A team of experts from the UK’s Durham University who investigated the site concluded that the drilling penetrated a water-filled aquifer beneath a sea of mud, sending a pressurised mix of both to the surface.

The team’s leader Prof Richard Davies said he was “99 percent certain” that the drilling triggered the eruption. Private compensation claims are crawling through the Indonesian courts, but few of the poor victims can afford the legal fees.

Lapindo Brantas is owned by the family of welfare minister Aburizal Bakrie, listed last year as Indonesia’s richest man by Forbes magazine with a total fortune of about $9 billion. The minister and his family’s company have grown rich on the back of rising global commodity and energy prices, particularly for coal. Critics say the minister’s political connections have saved him from stronger government demands for compensation.

PT Bumi Resources, Indonesia’s largest mining company, owned by the Bakrie family, has seen its share price increase 400 per cent over the past year as global demand for coal has surged, according to GlobeAsia magazine.

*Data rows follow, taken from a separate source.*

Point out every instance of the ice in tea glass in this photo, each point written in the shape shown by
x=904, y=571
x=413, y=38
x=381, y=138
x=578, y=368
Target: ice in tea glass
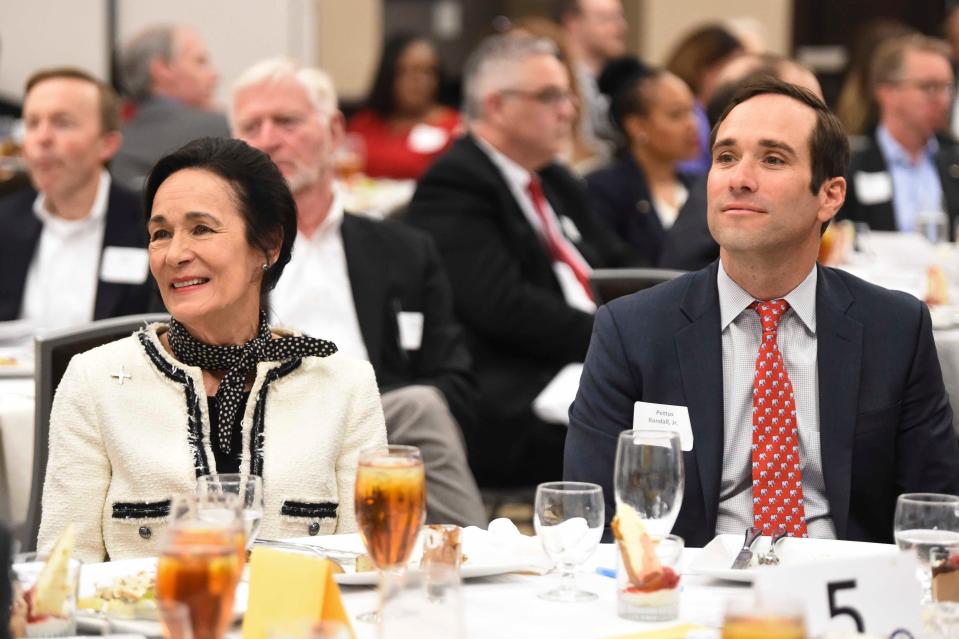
x=200, y=564
x=749, y=618
x=390, y=502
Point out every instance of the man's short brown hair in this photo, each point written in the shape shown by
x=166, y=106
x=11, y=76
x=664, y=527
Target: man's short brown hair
x=889, y=58
x=109, y=102
x=828, y=143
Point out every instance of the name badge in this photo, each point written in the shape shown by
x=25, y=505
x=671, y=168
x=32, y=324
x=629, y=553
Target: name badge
x=873, y=188
x=876, y=595
x=411, y=330
x=425, y=138
x=124, y=265
x=649, y=416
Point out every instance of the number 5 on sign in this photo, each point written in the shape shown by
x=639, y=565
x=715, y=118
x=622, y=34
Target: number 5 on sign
x=875, y=595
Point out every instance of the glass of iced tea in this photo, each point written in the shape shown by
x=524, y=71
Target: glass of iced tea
x=764, y=618
x=200, y=564
x=390, y=502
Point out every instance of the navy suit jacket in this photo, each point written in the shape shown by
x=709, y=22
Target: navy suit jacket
x=20, y=231
x=884, y=417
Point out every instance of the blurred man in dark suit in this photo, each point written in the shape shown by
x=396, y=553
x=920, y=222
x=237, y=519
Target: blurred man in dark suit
x=377, y=289
x=167, y=70
x=73, y=247
x=519, y=243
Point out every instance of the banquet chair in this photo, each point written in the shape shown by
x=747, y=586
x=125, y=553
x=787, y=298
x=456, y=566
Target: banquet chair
x=53, y=352
x=610, y=283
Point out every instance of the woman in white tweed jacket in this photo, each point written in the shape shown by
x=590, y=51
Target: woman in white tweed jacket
x=135, y=422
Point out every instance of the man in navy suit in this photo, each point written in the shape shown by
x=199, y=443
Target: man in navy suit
x=870, y=418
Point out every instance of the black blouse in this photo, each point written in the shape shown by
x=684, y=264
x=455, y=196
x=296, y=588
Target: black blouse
x=227, y=463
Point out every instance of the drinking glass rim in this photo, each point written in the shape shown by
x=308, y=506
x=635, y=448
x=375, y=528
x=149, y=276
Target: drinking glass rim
x=391, y=450
x=656, y=433
x=928, y=498
x=570, y=487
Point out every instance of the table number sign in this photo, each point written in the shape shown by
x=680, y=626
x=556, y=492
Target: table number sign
x=876, y=595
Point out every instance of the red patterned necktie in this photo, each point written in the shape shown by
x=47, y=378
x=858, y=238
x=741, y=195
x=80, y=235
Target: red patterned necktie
x=558, y=247
x=777, y=478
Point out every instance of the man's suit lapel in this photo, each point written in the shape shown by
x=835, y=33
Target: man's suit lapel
x=839, y=347
x=699, y=349
x=365, y=271
x=18, y=248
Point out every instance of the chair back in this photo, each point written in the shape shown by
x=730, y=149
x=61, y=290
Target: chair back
x=6, y=587
x=608, y=284
x=53, y=352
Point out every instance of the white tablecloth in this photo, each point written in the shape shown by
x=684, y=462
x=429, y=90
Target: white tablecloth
x=900, y=261
x=508, y=606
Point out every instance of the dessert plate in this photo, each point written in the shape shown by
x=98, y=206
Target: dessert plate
x=93, y=575
x=715, y=559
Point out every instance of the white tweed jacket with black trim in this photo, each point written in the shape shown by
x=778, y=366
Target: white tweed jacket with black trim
x=120, y=452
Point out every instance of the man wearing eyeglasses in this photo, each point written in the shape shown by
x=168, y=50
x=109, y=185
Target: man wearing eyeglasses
x=905, y=170
x=518, y=242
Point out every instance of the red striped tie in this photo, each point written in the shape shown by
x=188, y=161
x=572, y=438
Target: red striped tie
x=559, y=248
x=777, y=477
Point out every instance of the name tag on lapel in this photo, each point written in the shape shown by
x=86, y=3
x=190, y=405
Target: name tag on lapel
x=411, y=329
x=873, y=188
x=649, y=416
x=124, y=265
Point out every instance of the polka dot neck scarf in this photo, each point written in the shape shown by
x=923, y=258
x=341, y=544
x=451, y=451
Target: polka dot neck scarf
x=239, y=362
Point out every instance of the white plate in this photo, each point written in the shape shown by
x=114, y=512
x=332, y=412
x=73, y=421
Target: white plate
x=93, y=575
x=482, y=560
x=717, y=556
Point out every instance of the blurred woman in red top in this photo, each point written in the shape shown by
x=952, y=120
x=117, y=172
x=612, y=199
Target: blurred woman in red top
x=403, y=126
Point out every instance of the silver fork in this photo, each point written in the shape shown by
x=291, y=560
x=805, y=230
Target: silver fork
x=769, y=558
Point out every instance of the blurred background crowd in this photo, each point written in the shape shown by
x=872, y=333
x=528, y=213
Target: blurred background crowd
x=429, y=110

But Yuniwati Teryana, a spokesman for Lapindo, claims the mud flow is a “natural” phenomenon. “Technical and legal facts have not shown that Lapindo is guilty,” he said.

Lapindo has refused compensation but offered what it calls “aid” to the victims, including food, rent and down-payments on houses. Many refugees have refused and demand new homes.

Nur Kholifah is one of hundreds who received about $1,500, about 20 per cent of what the company promised, she says. She immediately handed over a quarter to a legal team battling for compensation.

In Besuki, families live in makeshift housing and green military tents. Some have given up hope for compensation. Those who haven’t shun publicity for fear of retribution. “I’m afraid to say anything,” said a woman who gave only her family name, Amru. She says rain and floods have made the situation worse. “We had several floods. My baby was born after the second flood. We mark out time by floods.”

On the outskirts of Reno Kenongo village, now completely uninhabitable, children play in the mud, which they say smells like rotten eggs. Some locals are taking their former homes apart, brick by brick, and selling the bricks at about $14 per 1,000.

“What can we do?” asks a villager called Mrs Lika “We have to survive somehow.”

Ms Ngateni laments: “There are no jobs and we are still waiting in vain for some aid or assistance. And now we are turned into beggars. We stop the cars and we beg: that’s how we have ended up.” She is refusing to leave the area, despite the miserable conditions. “If I leave it could be used as a reason not to pay me any compensation.”

The only motorway passing through Surabaya disappears beneath the mud, causing epic traffic jams. The main railroad line also had to be rerouted.

At night, moonlight illuminates the eerie landscape around the area: a dark heavy liquid choking the skeletons of houses and the dead trunks of trees.

Soldiers and government experts dispatched by Indonesian president Susilo Bambang Yudhoyono have failed to staunch the flow of mud. Engineers have tried to plug the volcano with concrete and giant rocks, then to cart the mud away in trucks before being overwhelmed by the sheer volume. Everyone lives in fear that one day the concrete dam holding back the mud will burst, and this entire area will disappear from the face of the earth. “There are no precedents for what we are attempting to do here,” one engineer told the German Der Spiegel magazine.

As the battle against the mud and Lapindo continues, the worst fears of those made homeless are coming true: complacency is setting in. “It used to be the only topic people were interested in discussing”, explains Dwiki Basuki, a lecturer at the local Surabaya Institute of Technology.

“But eventually people got bored. Nothing happened; almost no compensation was paid to the victims. The mud lake there is growing, but people have got used to it.”

In the latest maps for Surabaya, the area has even started to appear as a tourist trail. “Hot Mud Lake” is now listed alongside temples and other local sites of interest. The tourists and the curious are hounded by beggars who didn’t exist two years ago.